Myriam Quéméner (Cour d'appel de Versailles ) "La police judiciaire pourra avoir recours à un cheval de Troie"

De nombreux textes et jurisprudence gagneraient à être mieux connus des entreprises, des DSI et des RSSI, pour lutter contre la cybercriminalité.

JDN Solutions. La loi française fournit-elle suffisamment d'outils pour lutter contre la cybercriminalité ?

Il est fréquent d'entendre que la législation en matière de cybermenaces est plus adaptée ailleurs ce qui est erroné car la loi française fournit un arsenal complet pour lutter contre la cybercriminalité. La loi dite Godfrain de 1988 réprime l'ensemble des attaques informatiques et les infractions d'escroqueries par exemple permettent de réprimer le phishing. La mise en œuvre est plus délicate. Il conviendrait aussi de renforcer les moyens en officiers de police judiciaire et en formation en la matière.

En outre, il existe de nombreux textes ou jurisprudences qui gagneraient à être mieux connus des entreprises. Encore faut-il que celles-ci portent les faits à la connaissance des services d'enquête et de la justice. Par ailleurs, il faut définir une réelle politique pénale au plan national pour lutter efficacement contre ce phénomène.

"La Lopssi prévoit par exemple la création d'une infraction d'usurpation d'identité en ligne"

Les cybercrimes se commettent souvent aussi à l'étranger... Que peut faire la loi et les entreprises françaises dans ce cas ?

Dans le cadre d'une cybercriminalité qui opère dans le monde entier, il est important que des investigations soient menées de façon cohérente et que des pays coopèrent. C'est le cas lorsqu'une adresse IP à l'origine d'un cybercrime est basée en dehors de l'Hexagone. La convention de Budapest sur la cybercriminalité a permis de faciliter certaines procédures.

Cependant, certains pays comme la Russie ou la Chine souhaitent que soit négociée une nouvelle convention universelle. Ces pays ne sont pas favorables à ce que des investigations soient effectuées sur leur territoire. Il reste aussi beaucoup de progrès à réaliser dans certains pays d'Europe de l'Est et en Afrique.

La Lopssi devait aussi aider les autorités dans leur lutte contre la cybercriminalité. Où en est-on ?
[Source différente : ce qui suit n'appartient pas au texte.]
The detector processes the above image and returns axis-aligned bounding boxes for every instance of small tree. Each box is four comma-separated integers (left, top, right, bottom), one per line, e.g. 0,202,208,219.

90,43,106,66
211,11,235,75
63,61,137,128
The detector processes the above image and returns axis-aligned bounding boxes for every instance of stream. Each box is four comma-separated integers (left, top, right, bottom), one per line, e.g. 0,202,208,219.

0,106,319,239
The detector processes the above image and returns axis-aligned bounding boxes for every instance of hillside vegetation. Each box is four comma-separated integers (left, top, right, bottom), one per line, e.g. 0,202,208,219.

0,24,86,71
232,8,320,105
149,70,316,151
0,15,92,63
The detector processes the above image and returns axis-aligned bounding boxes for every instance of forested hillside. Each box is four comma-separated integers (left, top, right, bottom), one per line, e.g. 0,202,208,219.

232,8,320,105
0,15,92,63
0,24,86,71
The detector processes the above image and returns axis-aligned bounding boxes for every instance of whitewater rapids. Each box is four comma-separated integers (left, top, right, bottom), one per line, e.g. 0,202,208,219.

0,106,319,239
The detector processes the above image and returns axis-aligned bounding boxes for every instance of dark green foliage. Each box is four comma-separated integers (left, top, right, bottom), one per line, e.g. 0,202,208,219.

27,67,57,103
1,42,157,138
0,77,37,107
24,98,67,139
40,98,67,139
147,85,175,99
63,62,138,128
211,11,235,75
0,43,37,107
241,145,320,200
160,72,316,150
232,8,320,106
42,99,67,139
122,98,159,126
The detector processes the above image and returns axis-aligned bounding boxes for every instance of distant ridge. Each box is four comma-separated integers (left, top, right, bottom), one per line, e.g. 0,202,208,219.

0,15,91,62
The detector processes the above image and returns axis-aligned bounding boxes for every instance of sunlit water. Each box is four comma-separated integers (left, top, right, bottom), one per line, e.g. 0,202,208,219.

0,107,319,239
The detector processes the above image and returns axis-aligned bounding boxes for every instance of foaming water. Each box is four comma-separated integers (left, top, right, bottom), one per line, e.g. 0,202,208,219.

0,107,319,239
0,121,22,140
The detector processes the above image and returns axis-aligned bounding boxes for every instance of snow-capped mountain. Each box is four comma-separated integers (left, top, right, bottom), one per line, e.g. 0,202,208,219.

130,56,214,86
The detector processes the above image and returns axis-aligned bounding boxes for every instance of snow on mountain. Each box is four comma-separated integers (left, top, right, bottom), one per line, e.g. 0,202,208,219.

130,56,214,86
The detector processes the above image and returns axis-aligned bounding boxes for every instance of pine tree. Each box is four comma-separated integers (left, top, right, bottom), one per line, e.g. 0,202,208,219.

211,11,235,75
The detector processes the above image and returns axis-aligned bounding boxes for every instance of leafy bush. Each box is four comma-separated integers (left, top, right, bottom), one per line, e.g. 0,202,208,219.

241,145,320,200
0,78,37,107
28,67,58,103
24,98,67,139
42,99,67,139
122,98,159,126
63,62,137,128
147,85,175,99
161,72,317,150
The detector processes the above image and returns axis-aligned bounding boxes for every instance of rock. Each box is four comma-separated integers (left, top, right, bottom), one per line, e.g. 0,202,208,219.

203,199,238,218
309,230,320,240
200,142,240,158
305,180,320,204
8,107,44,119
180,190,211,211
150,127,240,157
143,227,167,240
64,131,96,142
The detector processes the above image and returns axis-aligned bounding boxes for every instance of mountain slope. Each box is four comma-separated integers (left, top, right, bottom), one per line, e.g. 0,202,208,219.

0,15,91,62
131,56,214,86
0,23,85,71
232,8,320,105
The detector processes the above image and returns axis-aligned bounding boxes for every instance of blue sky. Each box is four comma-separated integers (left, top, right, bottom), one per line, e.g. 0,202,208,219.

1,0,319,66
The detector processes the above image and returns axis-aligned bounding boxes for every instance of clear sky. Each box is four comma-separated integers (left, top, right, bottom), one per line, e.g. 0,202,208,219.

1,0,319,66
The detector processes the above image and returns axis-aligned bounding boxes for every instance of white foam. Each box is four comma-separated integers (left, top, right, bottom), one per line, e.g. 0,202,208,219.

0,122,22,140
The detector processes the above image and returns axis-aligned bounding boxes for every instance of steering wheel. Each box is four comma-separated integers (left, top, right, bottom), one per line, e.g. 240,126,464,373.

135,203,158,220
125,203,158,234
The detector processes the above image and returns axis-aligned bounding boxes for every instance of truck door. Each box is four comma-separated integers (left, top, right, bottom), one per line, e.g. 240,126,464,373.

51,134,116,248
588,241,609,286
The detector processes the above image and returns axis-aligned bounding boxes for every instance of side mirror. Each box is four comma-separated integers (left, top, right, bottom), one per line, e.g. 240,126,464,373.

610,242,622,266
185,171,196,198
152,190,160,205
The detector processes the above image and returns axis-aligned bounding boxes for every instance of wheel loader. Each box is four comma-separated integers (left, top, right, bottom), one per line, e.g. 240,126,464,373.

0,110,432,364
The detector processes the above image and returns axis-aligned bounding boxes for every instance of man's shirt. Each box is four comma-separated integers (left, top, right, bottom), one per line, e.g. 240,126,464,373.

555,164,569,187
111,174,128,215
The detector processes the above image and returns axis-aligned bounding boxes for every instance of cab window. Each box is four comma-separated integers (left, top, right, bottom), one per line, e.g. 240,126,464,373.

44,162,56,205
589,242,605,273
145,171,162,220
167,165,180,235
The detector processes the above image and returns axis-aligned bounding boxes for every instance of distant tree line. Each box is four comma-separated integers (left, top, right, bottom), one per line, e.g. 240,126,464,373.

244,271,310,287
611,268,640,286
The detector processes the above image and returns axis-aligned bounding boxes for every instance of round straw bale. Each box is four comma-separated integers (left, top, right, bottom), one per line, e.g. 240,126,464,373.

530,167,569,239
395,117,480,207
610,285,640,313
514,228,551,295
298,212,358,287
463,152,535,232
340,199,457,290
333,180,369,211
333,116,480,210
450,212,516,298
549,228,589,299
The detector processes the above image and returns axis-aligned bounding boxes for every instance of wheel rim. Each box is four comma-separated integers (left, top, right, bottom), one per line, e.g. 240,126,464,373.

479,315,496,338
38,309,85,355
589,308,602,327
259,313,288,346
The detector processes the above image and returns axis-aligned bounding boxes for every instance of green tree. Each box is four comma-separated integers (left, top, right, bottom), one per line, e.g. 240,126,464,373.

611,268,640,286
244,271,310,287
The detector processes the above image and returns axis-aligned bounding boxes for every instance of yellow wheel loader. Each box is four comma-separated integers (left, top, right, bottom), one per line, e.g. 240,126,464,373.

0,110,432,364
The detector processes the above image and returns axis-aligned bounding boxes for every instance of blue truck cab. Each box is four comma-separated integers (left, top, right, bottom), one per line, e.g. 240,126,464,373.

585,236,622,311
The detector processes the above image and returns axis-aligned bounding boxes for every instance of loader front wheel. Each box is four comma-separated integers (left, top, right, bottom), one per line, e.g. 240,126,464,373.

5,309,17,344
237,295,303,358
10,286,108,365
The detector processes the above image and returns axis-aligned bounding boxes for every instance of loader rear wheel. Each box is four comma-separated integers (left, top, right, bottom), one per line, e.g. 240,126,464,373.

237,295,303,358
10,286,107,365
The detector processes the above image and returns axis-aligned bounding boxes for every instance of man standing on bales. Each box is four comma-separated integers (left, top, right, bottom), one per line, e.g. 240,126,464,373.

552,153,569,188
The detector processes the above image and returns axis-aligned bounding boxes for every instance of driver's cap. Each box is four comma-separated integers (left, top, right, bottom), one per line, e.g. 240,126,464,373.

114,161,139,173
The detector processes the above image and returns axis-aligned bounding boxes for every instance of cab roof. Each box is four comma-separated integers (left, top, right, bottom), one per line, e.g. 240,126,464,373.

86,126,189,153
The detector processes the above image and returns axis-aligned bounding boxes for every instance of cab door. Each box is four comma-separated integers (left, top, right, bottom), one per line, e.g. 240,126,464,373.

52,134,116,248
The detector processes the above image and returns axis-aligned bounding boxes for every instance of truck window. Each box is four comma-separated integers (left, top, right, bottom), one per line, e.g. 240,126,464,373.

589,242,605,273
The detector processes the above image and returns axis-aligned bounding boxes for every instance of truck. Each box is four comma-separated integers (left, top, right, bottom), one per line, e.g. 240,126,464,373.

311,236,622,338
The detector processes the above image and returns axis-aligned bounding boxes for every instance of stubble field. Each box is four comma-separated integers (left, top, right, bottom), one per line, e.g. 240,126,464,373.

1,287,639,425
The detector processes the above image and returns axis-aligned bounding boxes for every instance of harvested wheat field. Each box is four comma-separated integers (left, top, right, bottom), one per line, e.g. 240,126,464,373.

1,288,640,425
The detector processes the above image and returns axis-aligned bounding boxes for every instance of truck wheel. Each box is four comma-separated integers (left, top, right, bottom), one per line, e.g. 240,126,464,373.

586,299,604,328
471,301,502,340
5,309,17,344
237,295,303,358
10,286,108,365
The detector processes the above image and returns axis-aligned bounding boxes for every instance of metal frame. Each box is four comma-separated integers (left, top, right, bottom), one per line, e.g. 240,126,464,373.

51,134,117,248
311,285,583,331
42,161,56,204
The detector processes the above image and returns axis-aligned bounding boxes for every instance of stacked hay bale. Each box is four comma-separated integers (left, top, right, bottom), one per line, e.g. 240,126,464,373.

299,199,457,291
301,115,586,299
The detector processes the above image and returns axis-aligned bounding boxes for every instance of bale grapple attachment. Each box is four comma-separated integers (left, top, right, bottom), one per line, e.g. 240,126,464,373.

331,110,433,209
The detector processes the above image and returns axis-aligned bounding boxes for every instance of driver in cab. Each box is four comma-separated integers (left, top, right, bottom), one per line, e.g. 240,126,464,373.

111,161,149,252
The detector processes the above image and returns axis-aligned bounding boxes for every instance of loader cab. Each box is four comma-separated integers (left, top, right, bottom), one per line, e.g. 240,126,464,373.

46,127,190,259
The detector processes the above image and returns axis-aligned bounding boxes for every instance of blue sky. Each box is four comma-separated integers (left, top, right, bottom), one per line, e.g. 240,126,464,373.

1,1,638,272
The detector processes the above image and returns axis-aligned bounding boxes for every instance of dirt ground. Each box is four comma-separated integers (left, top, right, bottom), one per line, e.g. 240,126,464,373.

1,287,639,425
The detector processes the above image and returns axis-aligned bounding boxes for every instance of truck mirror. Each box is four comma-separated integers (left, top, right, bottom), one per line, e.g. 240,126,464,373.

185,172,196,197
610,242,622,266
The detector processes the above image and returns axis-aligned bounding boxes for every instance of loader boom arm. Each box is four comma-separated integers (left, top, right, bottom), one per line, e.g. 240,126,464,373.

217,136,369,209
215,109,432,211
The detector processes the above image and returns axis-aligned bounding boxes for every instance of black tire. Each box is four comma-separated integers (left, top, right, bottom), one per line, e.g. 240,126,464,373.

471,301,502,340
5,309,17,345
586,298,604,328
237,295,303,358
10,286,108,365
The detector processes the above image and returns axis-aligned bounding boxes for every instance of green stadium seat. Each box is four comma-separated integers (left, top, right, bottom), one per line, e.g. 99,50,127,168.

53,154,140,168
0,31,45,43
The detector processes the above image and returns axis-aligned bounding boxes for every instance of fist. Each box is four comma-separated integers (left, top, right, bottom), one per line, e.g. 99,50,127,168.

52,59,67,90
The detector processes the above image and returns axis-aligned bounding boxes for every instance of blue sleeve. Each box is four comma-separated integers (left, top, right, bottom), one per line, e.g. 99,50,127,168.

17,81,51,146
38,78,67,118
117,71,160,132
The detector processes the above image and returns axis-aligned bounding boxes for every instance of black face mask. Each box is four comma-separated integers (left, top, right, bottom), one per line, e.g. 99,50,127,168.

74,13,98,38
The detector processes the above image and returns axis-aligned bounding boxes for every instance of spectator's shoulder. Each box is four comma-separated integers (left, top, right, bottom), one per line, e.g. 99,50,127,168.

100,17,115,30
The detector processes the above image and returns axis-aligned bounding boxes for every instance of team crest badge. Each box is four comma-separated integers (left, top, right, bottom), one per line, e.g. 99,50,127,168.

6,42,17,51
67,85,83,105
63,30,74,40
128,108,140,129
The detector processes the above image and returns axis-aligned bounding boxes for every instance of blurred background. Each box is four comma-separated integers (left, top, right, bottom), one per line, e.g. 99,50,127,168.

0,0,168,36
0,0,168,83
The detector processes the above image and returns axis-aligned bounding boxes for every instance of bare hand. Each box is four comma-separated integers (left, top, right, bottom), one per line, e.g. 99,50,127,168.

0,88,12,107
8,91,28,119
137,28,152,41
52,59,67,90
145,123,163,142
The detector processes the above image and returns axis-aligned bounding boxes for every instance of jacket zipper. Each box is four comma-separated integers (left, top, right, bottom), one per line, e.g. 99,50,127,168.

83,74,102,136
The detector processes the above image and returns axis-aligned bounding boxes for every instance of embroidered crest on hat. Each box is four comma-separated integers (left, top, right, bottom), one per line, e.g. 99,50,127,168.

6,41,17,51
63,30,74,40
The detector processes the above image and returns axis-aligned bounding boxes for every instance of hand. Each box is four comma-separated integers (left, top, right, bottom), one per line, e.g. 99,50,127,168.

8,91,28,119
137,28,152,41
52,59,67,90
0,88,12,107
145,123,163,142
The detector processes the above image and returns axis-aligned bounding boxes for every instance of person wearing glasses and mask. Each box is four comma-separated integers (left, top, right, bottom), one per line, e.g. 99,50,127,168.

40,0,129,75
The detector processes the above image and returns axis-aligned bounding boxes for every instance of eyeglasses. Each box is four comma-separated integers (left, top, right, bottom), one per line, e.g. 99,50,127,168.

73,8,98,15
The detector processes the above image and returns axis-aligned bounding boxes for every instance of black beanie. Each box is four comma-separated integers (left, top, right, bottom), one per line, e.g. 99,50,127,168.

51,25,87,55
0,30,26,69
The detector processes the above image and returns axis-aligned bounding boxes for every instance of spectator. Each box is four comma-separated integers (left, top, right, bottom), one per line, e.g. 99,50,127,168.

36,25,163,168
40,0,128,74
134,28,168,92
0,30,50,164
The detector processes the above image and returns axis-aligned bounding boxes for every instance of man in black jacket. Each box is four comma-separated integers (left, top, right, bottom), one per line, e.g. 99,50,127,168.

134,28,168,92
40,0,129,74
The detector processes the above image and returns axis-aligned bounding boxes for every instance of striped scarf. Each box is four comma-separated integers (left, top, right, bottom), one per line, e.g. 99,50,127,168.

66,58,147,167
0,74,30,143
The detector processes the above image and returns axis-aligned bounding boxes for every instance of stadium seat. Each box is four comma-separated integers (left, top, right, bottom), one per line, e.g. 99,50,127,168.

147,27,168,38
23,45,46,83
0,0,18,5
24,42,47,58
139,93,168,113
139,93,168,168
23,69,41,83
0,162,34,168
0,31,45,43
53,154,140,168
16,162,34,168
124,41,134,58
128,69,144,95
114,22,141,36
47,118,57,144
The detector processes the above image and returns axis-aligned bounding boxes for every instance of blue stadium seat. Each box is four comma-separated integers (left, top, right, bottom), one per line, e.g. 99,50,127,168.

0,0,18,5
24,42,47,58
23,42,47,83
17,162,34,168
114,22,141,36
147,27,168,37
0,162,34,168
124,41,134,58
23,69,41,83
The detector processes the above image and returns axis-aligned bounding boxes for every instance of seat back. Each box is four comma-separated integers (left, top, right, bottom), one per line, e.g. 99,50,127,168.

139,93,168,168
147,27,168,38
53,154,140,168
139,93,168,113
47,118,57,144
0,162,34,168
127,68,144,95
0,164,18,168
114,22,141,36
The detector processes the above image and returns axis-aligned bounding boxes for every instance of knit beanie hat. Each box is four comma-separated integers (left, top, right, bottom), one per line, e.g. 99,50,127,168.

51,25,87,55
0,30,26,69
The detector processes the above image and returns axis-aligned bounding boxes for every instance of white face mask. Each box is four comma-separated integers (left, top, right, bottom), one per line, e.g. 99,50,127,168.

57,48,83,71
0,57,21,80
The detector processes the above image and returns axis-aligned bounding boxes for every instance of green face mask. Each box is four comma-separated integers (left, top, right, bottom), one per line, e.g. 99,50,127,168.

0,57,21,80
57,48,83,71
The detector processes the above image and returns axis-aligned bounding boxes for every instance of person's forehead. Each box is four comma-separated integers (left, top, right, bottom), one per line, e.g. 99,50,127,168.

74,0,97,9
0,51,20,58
La Lopssi prévoit par exemple la création d'une infraction d'usurpation d'identité en ligne, des aggravations de peine lorsque la contrefaçon est commise en ligne. Le texte a été voté en deuxième lecture en janvier 2011 par le Sénat, et le Conseil constitutionnel qui a été saisi de son examen rendra sa décision mi-mars. Parmi les points qui s'annoncent délicats figurent le blocage des sites à caractère pornographique et la captation de données à distance pour les officiers de police judiciaire spécialement habilités qui pourront avoir recours à un cheval de Troie. Cela serait néanmoins réservé à des cas relevant de la criminalité organisée ou du terrorisme.

Juriste, diplômée de l'École supérieure des sciences commerciales d'Angers, Myriam Quéméner est magistrat au parquet général de la Cour d'appel de Versailles après avoir été sous-directrice à la direction des affaires criminelles et des grâces du ministère de la Justice. Auteur de "cybercriminalité, défi mondial" et de "Cybermenaces, entreprises, internautes", elle participe en tant qu'expert à des formations et séminaires relatifs à cette délinquance planétaire. Elle vient de faire paraître "Cybercriminalité, droit pénal appliqué" éditions Economica , co-écrit avec Yves Charpenel , avocat général à la Cour de cassation.